Was müssen blinde Menschen eigentlich am iPhone tun, um erfolgreich an einer BigBlueButton Videokonferenz teilnehmen zu können? Mit der Bitte um eine kleine Anleitung kam der KOM-IN-Netzwerk e.V. auf uns zu.

Was ist der KOM-IN-Netzwerk e.V.?

“KOM-IN” leitet sich aus den beiden Worten Kommunikation und Information ab. In der Hauptsache stellen wir Informationen für blinde Menschen barrierefrei zur Verfügung. Wir produzieren Blindenhörzeitschriften und Podcasts, die nicht nur für Menschen mit Behinderungen interessant sind.
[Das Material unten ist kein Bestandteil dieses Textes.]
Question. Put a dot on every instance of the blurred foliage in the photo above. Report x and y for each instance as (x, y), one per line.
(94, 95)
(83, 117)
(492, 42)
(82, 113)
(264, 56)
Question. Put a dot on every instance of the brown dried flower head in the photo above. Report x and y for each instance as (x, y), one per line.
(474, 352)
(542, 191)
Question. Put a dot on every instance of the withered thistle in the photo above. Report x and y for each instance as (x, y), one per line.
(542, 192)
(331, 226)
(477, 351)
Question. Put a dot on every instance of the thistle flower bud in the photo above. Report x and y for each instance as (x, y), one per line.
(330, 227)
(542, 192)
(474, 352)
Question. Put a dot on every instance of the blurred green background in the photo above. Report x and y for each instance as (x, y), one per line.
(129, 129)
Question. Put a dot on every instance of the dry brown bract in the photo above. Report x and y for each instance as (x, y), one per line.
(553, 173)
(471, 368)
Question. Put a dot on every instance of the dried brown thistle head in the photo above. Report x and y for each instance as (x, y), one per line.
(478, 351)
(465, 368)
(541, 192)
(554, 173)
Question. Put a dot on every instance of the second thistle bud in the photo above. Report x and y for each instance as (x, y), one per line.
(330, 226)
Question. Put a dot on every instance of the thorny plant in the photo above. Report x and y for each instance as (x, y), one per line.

So beschreibt sich das KOM-IN-Netzwerk selbst. Das war auch das erste das ich las, als die Frage nach einer kleinen Anleitung zu BigBlueButton mit dem iPhone in das E-Mail-Postfach flog. Da war mein Interesse natürlich geweckt. Barrierefreie Informationen und Podcasts? Da konnte ich wirklich nicht “nein” sagen.

Dieser Eindruck bestätigte sich beim ersten Telefonat. Ein sehr netter Kontakt mit einem Faible für Open-Source. Wir einigten uns also auf ein Tutorial für’s iPhone und einen begleitenden Gastartikel. Der Umfang war auch klar umrissen: “Was müssen blinde Menschen tun, um einer Konferenz beizutreten, die mit einem Sicherheitscode geschützt ist und um ihr Mikrofon freizugeben?”

Woher kam der Kontakt?

Interessant war, wie der Kontakt zu Stande kam. Erst gab es bei Mastodon die Frage, ob es ein solches Tutorial gibt oder Jemand Jemanden kennt, der es umsetzen könnte. Unter Anderem kam als Antwort von Ferdinand Soethe der Hinweis auf unsere BigBlueButton-Screenreader-Tutorials.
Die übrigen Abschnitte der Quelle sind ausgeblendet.